Given a pandas dataframe containing possible NaN values scattered here and there:
Question: How do I determine which columns contain NaN values? In particular, can I get a list of the column names containing NaNs?
UPDATE: using Pandas 0.22.0
Newer Pandas versions have new methods 'DataFrame.isna()' and 'DataFrame.notna()'
In [71]: df
Out[71]:
a b c
0 NaN 7.0 0
1 0.0 NaN 4
2 2.0 NaN 4
3 1.0 7.0 0
4 1.0 3.0 9
5 7.0 4.0 9
6 2.0 6.0 9
7 9.0 6.0 4
8 3.0 0.0 9
9 9.0 0.0 1
In [72]: df.isna().any()
Out[72]:
a True
b True
c False
dtype: bool
as list of columns:
In [74]: df.columns[df.isna().any()].tolist()
Out[74]: ['a', 'b']
to select those columns (containing at least one NaN value):
In [73]: df.loc[:, df.isna().any()]
Out[73]:
a b
0 NaN 7.0
1 0.0 NaN
2 2.0 NaN
3 1.0 7.0
4 1.0 3.0
5 7.0 4.0
6 2.0 6.0
7 9.0 6.0
8 3.0 0.0
9 9.0 0.0
OLD answer:
Try to use isnull():
In [97]: df
Out[97]:
a b c
0 NaN 7.0 0
1 0.0 NaN 4
2 2.0 NaN 4
3 1.0 7.0 0
4 1.0 3.0 9
5 7.0 4.0 9
6 2.0 6.0 9
7 9.0 6.0 4
8 3.0 0.0 9
9 9.0 0.0 1
In [98]: pd.isnull(df).sum() > 0
Out[98]:
a True
b True
c False
dtype: bool
or as @root proposed clearer version:
In [5]: df.isnull().any()
Out[5]:
a True
b True
c False
dtype: bool
In [7]: df.columns[df.isnull().any()].tolist()
Out[7]: ['a', 'b']
to select a subset - all columns containing at least one NaN value:
In [31]: df.loc[:, df.isnull().any()]
Out[31]:
a b
0 NaN 7.0
1 0.0 NaN
2 2.0 NaN
3 1.0 7.0
4 1.0 3.0
5 7.0 4.0
6 2.0 6.0
7 9.0 6.0
8 3.0 0.0
9 9.0 0.0
df.columns[df.isin['xxx'].any()].tolist()df.columns[df.eq(search_for_value).any()].tolist()isna, notna ?You can use df.isnull().sum(). It shows all columns and the total NaNs of each feature.

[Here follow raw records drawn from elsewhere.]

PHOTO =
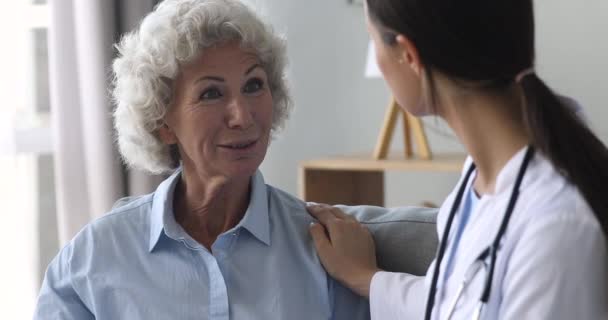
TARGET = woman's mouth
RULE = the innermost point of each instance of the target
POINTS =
(239, 145)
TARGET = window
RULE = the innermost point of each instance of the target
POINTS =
(29, 238)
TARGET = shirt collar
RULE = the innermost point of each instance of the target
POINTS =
(255, 220)
(162, 208)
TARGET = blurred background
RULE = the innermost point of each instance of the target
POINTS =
(58, 165)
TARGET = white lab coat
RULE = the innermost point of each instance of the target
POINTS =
(553, 262)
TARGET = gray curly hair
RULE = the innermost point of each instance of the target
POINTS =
(149, 59)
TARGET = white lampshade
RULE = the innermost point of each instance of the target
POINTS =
(371, 67)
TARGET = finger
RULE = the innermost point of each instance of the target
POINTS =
(338, 213)
(322, 213)
(322, 243)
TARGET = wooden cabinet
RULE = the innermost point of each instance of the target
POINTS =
(359, 179)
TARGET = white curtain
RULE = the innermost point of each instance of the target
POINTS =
(89, 176)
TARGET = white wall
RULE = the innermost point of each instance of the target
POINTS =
(339, 111)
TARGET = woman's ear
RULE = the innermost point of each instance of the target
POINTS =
(409, 54)
(166, 134)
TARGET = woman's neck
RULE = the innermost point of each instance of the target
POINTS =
(208, 205)
(492, 128)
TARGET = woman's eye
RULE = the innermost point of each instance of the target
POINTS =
(253, 85)
(211, 94)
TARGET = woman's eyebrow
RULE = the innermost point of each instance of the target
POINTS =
(212, 78)
(257, 65)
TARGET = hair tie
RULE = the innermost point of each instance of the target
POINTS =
(520, 76)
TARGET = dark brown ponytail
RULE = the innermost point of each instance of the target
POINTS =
(491, 43)
(560, 134)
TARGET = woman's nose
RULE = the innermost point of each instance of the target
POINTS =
(239, 114)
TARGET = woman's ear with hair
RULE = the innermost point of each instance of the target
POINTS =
(409, 54)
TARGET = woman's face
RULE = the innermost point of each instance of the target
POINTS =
(221, 114)
(396, 68)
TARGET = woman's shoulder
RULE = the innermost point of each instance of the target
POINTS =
(550, 197)
(122, 228)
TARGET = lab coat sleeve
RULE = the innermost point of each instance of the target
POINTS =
(58, 298)
(558, 270)
(397, 296)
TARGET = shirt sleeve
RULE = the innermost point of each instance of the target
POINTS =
(58, 298)
(558, 270)
(397, 296)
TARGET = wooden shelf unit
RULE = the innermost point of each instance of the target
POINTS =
(359, 179)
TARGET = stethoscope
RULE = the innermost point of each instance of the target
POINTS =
(490, 252)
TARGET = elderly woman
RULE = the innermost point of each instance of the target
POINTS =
(200, 90)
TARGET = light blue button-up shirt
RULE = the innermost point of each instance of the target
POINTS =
(138, 263)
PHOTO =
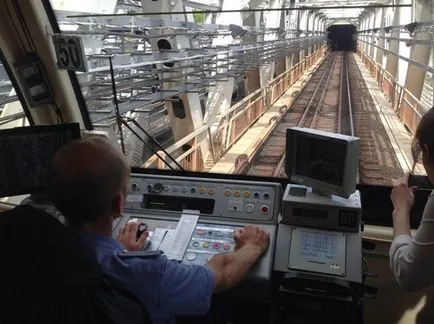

I had a problem where I had to many columns to visually inspect on the screen so a shortlist comp that filters and returns the offending columns is
nan_cols = [i for i in df.columns if df[i].isnull().any()]
if that's helpful to anyone
Adding to that if you want to filter out columns having more nan values than a threshold, say 85% then use
nan_cols85 = [i for i in df.columns if df[i].isnull().sum() > 0.85*len(data)]
This worked for me,
1. For getting Columns having at least 1 null value. (column names)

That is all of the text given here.